Ben and Phil don’t want to take too much credit or hold themselves up as an example.
That’s partly because the way these songs are created – on buses and at pubs – is collaborative and not down to any one person’s virtuosity. But it’s also because they’re not doing it for recognition, they’re doing it to make the away end at places like the Marakana and the Estadio do Dragao a fun place to be, and because they genuinely believe the songs can help push the players on.
“We’ve seen interviews with Andy Robertson talking about how Virgil van Dijk has been singing his song in the dressing room, so it gives the players a bit of a boost, then if it gets going in the ground and creates a bit of atmosphere, you can’t complain about that,” says Ben.
“I remember when I used to go the match when I was a kid, all the players had their name sung by the Kop before the match, and then that sort of died down a bit, but it feels like now you can almost go through the XI and there’s a song for every player, and a lot of the songs are quite innovative.”
For musicians like Kieran and Jamie to do it is one thing, but for the others – twenty-somethings with no musical background – to create a song that goes around the world in days, borrowed and adapted by fans of rival clubs and clocking up hundreds of thousands of views on YouTube, seems quite extraordinary at first glance.

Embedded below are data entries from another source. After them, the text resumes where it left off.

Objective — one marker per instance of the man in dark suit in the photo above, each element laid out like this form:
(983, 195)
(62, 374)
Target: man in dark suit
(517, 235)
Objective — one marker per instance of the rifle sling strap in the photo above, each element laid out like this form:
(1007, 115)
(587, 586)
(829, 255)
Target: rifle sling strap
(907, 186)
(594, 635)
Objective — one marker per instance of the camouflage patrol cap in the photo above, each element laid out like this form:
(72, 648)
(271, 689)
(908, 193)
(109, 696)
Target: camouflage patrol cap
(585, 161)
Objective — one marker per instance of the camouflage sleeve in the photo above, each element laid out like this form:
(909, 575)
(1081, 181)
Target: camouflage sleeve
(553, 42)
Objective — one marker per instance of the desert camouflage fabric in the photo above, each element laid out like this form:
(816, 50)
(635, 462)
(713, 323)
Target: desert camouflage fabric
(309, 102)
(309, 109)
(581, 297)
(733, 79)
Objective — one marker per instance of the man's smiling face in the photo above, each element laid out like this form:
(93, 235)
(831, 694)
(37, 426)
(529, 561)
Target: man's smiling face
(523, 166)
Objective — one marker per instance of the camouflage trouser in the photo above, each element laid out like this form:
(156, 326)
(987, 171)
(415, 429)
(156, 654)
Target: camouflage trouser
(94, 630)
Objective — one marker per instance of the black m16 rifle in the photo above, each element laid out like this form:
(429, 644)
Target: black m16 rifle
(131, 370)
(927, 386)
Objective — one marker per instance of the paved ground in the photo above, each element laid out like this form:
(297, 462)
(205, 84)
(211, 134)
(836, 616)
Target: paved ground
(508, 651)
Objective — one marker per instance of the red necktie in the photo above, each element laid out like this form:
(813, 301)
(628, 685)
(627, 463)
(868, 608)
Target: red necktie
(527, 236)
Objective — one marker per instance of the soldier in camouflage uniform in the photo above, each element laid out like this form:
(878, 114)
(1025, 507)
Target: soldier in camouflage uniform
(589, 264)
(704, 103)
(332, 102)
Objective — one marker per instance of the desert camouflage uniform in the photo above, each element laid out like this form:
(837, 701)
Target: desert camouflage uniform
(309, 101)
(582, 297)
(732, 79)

However, in a sense it’s nothing new, and this new generation are simply following in the tradition of Kopites from the 1960s onwards, who not only created songs but were able, with their wit and warmth, to galvanise their fellow Reds even after the most heartbreaking of defeats.
Watch: Liverpool's Sound - Kop chants and their origins
“I don’t think Poor Scouser Tommy was written by Mozart,” laughs Kieran. “That’s the beauty of being a football fan, you don’t need musical knowledge and you don’t have to be able to sing to be able to put a tune together and get it catching on.
“As long as you’ve got a voice and you love the team enough, you can get your point across. Hopefully there’s a real legacy left and in the future every pub round the ground has a young lad with a guitar singing Liverpool songs.
“Or maybe it’ll live and die with our generation. Either way, it’s still something special to be a part of.”